The first column must be unique gene or feature identifiers, e.g. Ensembl Gene IDs, miRBase IDs, ChIPSeq peaks, unique genomic bins, etc. The columns must be unique sample identifiers. The column name of the first column doesn’t matter, (could be blank I guess) but each row must have the same number of columns. The format must be character delimited, but detk sniffs the format so the delimiter can, in principle, be any single character. However, for consistency, detk always outputs results using comma separated format, so, you should probably use that.

The Column Metadata File

Other detk functions require metadata on each of the samples to perform certain analyses, e.g. differential expression. The metadata file, or column data file, should be a character delimited text file with the following form:

sample_names condition sex covariate_p
sample_1 case M c1
sample_2 control F c9
sample_m case F c3

The first column should contain sample names, and remaining columns hold any information about the samples that might be needed for analysis.

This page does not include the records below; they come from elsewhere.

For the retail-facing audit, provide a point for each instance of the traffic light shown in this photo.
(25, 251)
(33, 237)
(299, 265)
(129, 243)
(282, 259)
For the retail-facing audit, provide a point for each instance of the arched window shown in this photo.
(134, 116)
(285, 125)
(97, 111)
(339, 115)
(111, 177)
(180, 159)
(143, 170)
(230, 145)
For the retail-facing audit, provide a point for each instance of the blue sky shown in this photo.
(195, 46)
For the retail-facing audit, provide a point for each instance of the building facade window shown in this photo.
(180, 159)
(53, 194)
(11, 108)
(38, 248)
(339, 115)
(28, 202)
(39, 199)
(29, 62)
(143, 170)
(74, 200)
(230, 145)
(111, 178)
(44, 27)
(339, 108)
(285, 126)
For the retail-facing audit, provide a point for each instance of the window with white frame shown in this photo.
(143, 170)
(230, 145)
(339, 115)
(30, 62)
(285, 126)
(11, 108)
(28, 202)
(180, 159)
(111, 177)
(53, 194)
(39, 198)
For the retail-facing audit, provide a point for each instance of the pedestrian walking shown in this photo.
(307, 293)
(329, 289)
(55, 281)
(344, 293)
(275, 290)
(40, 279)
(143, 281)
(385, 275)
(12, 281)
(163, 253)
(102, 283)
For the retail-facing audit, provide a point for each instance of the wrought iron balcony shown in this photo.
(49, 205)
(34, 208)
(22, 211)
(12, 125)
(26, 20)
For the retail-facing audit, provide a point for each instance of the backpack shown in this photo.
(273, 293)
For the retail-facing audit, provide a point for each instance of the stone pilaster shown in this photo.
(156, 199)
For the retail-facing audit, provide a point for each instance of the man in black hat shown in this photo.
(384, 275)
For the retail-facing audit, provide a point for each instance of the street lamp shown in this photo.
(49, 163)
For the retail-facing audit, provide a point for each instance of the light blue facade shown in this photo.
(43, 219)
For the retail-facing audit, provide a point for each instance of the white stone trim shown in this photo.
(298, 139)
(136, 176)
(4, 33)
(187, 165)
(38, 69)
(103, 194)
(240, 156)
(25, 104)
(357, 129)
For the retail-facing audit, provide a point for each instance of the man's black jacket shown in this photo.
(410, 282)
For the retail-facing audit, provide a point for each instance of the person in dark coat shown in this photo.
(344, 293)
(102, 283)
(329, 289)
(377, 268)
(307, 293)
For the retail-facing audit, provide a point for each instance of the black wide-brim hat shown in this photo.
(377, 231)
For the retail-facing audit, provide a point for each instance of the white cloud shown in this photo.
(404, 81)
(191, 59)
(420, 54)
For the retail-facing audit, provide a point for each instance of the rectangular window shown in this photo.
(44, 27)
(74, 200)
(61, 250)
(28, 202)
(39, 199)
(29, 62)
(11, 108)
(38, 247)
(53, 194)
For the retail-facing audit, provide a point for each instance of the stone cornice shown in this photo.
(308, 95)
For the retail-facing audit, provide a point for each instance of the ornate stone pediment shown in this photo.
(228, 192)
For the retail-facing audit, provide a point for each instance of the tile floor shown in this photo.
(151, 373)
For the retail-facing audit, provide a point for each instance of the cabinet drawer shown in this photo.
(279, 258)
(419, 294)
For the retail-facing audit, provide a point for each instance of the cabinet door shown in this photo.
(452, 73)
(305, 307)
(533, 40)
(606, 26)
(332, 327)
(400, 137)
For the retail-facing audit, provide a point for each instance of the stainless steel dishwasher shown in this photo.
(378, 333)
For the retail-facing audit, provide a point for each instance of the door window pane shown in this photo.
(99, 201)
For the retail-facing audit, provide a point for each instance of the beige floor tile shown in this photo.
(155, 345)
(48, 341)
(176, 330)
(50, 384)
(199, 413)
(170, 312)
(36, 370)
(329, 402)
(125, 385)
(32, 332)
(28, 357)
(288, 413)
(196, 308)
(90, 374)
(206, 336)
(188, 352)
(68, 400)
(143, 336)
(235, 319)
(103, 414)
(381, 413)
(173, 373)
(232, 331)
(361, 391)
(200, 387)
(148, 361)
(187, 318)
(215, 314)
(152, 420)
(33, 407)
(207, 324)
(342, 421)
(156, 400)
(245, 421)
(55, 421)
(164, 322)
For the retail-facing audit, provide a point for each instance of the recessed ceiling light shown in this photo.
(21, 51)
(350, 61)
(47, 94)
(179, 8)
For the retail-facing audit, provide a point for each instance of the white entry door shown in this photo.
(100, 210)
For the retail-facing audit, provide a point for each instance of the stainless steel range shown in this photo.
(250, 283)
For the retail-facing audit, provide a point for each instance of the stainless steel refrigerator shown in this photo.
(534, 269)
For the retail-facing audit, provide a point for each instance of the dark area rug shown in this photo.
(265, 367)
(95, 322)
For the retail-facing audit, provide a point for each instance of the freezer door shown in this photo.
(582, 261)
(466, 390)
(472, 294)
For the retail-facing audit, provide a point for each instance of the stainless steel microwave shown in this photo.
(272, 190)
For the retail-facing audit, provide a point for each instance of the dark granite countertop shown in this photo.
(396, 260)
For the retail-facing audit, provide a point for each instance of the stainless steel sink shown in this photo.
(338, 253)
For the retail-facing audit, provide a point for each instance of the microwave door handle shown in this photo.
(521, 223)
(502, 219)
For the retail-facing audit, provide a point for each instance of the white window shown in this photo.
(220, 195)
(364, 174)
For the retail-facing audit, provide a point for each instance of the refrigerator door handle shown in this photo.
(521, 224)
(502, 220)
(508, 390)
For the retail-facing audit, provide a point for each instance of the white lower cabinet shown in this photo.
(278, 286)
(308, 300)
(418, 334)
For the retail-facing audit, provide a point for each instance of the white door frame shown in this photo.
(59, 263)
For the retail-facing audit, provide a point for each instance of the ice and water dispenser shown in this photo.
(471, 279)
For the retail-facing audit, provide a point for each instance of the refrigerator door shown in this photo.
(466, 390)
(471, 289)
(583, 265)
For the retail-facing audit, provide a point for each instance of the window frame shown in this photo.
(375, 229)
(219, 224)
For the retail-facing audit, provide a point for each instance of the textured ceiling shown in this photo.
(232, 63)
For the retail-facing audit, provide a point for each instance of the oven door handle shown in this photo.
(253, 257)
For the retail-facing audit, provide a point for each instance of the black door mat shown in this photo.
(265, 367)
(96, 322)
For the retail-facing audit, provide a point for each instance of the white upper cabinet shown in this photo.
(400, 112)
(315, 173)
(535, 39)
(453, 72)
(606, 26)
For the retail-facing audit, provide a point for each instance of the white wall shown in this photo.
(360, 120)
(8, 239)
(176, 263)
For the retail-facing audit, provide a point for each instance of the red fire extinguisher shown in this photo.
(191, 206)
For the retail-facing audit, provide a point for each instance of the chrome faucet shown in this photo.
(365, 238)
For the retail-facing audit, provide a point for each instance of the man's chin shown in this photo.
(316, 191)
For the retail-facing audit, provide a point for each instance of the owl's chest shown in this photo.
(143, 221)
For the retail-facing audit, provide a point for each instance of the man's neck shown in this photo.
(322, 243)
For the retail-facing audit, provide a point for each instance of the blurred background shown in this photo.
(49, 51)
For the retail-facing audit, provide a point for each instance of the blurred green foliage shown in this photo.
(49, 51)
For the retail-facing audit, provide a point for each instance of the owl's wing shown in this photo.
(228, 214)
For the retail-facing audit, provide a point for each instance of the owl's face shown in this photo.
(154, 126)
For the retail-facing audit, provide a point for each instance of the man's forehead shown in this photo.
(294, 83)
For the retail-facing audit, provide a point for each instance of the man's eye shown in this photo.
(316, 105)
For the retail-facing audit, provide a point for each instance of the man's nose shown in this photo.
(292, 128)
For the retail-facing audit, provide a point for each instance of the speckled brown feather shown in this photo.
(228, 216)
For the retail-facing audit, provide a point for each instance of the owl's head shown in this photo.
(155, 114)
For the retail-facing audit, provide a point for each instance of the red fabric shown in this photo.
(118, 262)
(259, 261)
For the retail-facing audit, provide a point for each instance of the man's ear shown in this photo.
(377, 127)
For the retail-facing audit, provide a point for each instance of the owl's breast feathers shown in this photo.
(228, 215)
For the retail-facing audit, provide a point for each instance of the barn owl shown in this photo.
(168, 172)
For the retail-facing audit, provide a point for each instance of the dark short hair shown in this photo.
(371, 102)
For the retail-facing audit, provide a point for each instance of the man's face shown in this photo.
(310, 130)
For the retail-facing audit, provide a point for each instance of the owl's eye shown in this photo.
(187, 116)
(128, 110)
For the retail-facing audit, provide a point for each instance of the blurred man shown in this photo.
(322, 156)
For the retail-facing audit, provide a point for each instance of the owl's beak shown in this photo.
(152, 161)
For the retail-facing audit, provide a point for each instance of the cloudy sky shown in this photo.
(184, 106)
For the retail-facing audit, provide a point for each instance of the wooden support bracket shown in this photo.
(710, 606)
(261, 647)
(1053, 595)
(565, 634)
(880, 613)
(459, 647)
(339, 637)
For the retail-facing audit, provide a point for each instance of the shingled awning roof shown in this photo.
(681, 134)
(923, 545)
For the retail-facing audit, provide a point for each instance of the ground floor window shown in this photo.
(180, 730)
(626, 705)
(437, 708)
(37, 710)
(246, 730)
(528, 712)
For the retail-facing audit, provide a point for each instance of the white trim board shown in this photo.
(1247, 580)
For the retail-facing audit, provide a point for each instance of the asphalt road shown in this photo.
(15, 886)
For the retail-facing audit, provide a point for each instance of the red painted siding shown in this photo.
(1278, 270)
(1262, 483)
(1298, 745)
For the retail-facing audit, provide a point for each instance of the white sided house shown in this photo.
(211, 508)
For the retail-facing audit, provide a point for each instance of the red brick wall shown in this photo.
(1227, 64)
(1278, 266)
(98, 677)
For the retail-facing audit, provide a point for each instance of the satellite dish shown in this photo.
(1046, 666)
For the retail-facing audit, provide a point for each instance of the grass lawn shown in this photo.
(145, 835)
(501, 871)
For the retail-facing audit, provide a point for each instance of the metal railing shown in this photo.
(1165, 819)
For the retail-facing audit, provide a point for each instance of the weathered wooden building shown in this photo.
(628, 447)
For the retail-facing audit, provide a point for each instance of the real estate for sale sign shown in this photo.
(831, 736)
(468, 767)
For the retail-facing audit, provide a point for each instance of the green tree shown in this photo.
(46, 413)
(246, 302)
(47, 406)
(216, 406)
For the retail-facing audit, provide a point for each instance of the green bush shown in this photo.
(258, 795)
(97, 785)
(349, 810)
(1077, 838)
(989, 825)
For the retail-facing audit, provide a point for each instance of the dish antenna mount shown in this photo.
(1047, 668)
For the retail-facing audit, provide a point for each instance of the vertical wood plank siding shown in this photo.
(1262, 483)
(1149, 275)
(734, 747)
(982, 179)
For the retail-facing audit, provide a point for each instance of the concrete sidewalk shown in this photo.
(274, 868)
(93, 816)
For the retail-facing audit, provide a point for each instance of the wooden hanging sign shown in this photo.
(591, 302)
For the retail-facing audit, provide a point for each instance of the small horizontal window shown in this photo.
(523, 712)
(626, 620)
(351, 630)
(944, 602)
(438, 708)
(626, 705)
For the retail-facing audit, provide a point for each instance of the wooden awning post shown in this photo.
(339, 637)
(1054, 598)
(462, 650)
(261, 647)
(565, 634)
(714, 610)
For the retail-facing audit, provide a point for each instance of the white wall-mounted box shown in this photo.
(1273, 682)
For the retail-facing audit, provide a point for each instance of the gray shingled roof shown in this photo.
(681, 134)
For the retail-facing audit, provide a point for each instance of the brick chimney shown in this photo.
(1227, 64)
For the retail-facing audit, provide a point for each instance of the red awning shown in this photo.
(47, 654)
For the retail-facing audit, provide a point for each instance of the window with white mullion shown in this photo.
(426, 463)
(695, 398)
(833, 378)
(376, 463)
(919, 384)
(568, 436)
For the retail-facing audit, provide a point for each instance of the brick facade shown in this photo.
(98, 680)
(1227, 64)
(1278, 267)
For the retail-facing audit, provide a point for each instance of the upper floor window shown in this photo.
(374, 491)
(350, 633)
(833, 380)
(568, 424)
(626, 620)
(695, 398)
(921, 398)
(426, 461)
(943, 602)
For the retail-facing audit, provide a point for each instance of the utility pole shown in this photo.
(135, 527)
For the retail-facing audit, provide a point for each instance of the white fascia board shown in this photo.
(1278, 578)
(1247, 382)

In this example, the condition column might indicate whether the sample is a disease or healthy subject. Although detk will attempt to match up the sample names in the first column of the metadata file with the column names of the corresponding counts file, it is good practice to create these files such that the order agrees. detk will sniff the format of the file you provide, so it may be delimited with any single character you wish.